Personal information
- Born:: December 20, 1983 (age 41) Rancho Santa Margarita, California, U.S.
- Height:: 5 ft 11 in (1.80 m)
- Weight:: 255 lb (116 kg)

Career information
- College:: Southern California
- NFL draft:: 2007: undrafted

Career history
- Green Bay Packers (2007); Tampa Bay Buccaneers (2008)*; Pittsburgh Steelers (2009)*; Seattle Seahawks (2010)*; Omaha Nighthawks (2010);
- * Offseason and/or practice squad member only

Career highlights and awards
- Consensus JUCO All-American (2003);

= Ryan Powdrell =

American football player (born 1983)

Ryan Marcus Powdrell (born December 20, 1983) is an American former professional football fullback. He was signed by the Green Bay Packers as an undrafted free agent in 2007. He played college football at Southern California, and was also a member of the Tampa Bay Buccaneers, Pittsburgh Steelers, and Seattle Seahawks.

==Early life==
Prior to his HS days Ryan played on some talented Pop Warner teams as a tailback, corner, and punter. Having played numerous positions started but did not stop in his youth days.

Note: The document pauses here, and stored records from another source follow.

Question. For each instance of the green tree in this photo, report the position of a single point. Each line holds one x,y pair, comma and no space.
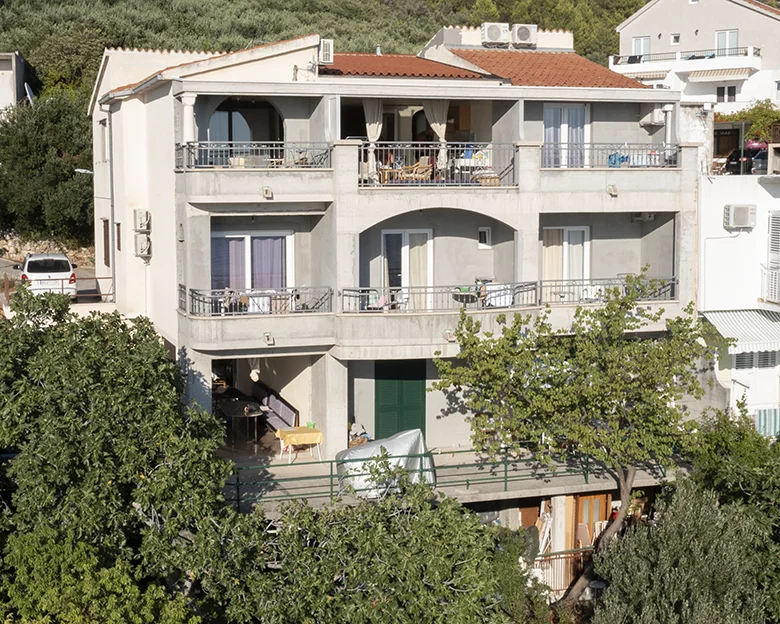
743,468
41,146
113,473
600,388
697,566
484,11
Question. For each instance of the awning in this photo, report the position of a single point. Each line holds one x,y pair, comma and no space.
656,75
716,75
754,330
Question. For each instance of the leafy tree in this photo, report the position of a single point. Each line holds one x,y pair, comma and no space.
743,468
41,147
759,117
599,388
113,473
697,566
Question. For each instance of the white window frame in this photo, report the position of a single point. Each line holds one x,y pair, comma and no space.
405,254
586,239
634,42
488,238
727,33
564,155
248,235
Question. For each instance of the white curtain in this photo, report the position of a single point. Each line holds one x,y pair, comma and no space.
372,109
436,114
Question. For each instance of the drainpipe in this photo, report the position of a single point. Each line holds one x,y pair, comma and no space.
112,218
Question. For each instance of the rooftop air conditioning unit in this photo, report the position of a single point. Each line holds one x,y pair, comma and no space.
142,220
143,246
326,51
494,33
524,34
739,216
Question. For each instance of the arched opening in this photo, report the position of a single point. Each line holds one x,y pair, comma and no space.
244,120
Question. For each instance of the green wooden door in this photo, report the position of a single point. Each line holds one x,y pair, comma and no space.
399,396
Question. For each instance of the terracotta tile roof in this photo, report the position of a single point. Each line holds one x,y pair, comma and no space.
763,7
546,69
396,65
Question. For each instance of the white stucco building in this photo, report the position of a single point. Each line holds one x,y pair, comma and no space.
723,52
314,224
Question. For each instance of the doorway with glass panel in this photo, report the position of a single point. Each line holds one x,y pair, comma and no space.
565,264
566,134
407,268
251,272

Powdrell prepped at powerhouse Mission Viejo High School where he graduated in 2002 playing Middle Linebacker & Fullback. He helped lead Mission Viejo to their first of four consecutive CIF-SS Championship game appearances in his senior season (2001) an 18-9 win over Chino High School. Powdrell also prepped with fellow Trojans Drew Radovich and Mark Sanchez

==College career==
Powdrell played college football at the University of Southern California after transferring from Saddleback College in Mission Viejo, California. Switched from linebacker to fullback before his first season with USC, Powdrell rushed for 9 yards on 2 carries, and caught 4 passes for 72 yards and a touchdown in USC Trojans' 2006 season opening 50-14 win against the Arkansas Razorbacks but suffered a season-ending injury early in the second game against Nebraska.

==Professional career==

===Green Bay Packers===
After going undrafted in the 2007 NFL draft, Powdrell signed with the Green Bay Packers on May 4, 2007. He spent his rookie season on injured reserve. Powdrell was released by the Packers on August 25, 2008.

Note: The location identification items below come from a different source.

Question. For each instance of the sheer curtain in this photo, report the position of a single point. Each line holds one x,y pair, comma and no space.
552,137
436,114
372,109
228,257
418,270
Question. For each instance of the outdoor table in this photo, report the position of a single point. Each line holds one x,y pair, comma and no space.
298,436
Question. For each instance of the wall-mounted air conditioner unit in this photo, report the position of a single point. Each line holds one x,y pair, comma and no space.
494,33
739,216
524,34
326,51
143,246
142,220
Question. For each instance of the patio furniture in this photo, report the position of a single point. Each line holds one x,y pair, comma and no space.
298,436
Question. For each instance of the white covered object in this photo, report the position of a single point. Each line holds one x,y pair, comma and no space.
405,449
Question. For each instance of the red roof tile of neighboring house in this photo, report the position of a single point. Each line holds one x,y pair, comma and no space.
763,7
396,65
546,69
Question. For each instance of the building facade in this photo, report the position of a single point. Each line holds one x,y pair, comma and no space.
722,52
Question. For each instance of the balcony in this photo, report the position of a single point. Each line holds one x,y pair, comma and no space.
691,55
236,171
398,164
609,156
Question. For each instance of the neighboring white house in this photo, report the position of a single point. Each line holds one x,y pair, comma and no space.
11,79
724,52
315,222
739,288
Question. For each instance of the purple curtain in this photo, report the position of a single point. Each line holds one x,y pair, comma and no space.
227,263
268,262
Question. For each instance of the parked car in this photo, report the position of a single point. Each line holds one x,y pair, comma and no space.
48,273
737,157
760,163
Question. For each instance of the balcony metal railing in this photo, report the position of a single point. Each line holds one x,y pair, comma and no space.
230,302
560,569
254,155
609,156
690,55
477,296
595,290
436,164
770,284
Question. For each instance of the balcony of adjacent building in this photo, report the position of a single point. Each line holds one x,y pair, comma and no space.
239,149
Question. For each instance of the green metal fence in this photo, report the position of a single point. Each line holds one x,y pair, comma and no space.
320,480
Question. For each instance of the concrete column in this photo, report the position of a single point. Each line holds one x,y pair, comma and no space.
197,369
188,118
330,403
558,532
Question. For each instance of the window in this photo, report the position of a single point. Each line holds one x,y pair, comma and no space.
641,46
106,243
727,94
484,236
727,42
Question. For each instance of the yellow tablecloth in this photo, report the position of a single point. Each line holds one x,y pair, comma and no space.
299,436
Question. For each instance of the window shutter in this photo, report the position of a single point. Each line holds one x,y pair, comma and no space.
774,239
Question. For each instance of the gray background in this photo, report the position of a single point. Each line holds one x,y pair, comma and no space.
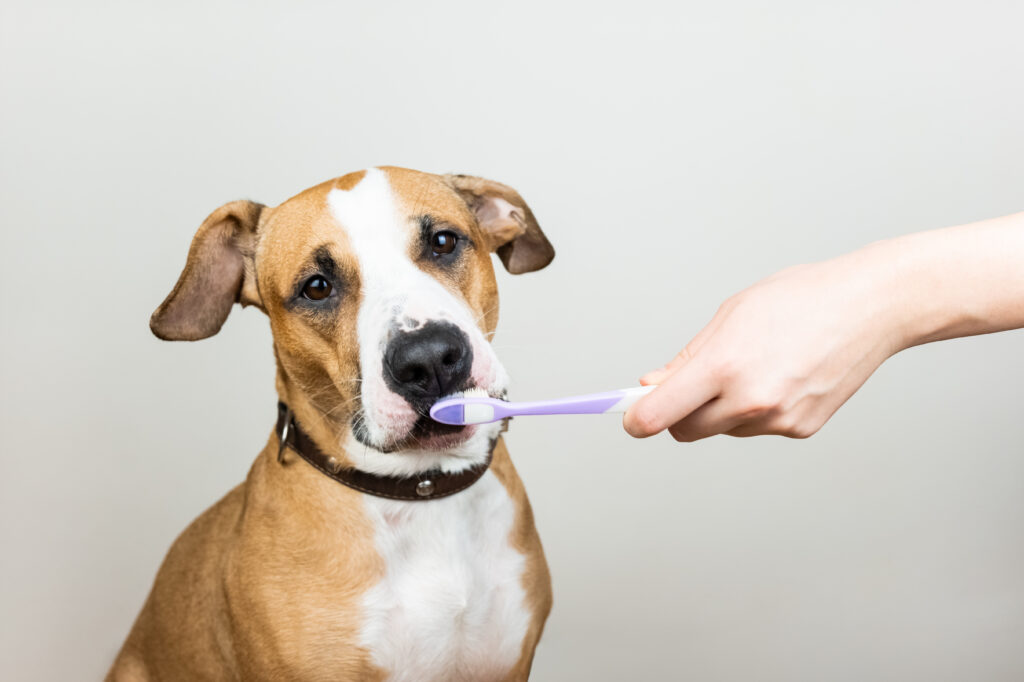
675,154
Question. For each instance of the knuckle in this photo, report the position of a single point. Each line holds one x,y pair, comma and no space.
682,435
759,402
643,422
792,427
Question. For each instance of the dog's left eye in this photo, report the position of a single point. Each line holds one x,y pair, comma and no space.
316,288
443,243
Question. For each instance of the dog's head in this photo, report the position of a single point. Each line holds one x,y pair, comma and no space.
381,296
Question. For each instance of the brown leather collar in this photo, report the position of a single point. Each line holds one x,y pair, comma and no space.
428,485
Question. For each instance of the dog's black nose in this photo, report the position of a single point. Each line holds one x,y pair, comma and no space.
426,364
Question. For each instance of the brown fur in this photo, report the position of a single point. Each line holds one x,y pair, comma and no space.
265,584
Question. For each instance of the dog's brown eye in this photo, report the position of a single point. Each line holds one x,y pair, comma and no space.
442,243
316,289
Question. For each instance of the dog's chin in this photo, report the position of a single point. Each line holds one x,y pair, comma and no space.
426,435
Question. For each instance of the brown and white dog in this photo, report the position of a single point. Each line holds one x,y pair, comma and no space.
382,298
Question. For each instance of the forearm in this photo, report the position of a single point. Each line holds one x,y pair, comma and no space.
954,282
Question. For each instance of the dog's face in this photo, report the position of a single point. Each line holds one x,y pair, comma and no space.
381,296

===Tampa Bay Buccaneers===
Powdrell was signed to the practice squad of the Tampa Bay Buccaneers on October 15, 2008. He was released on October 22.

===Pittsburgh Steelers===
Powdrell was signed by the Pittsburgh Steelers on February 12, 2009. He was released on June 18, 2009.

===Seattle Seahawks===
Powdrell signed with the Seattle Seahawks on April 15, 2010. Powdrell was released on August 7, 2010 due to a calf injury he sustained in practice.

===Omaha Nighthawks===
Powdrell was signed by the Omaha Nighthawks of the United Football League on September 2, 2010, but was released by the Nighthawks the next day after Powdrell re-injured his calf.

==Personal life==
Powdrell currently resides in Wareham, Massachusetts. Powdrell currently plays for the Taunton Gladiators, a premier semi-pro football team based out of Taunton, Massachusetts. Powdrell led Taunton to the 2010 Eastern Football League Championship with a 32-21 victory over the Clinton Irish Blizzard.

Powdrell led Taunton back to the EFL Championship Game in 2011, but were defeated 20-9 by their neighboring rival, the Middleboro Cobras. The Middleboro Cobras are considered a powerhouse football team, and are viewed as one of the best semi-pro football organizations in the country.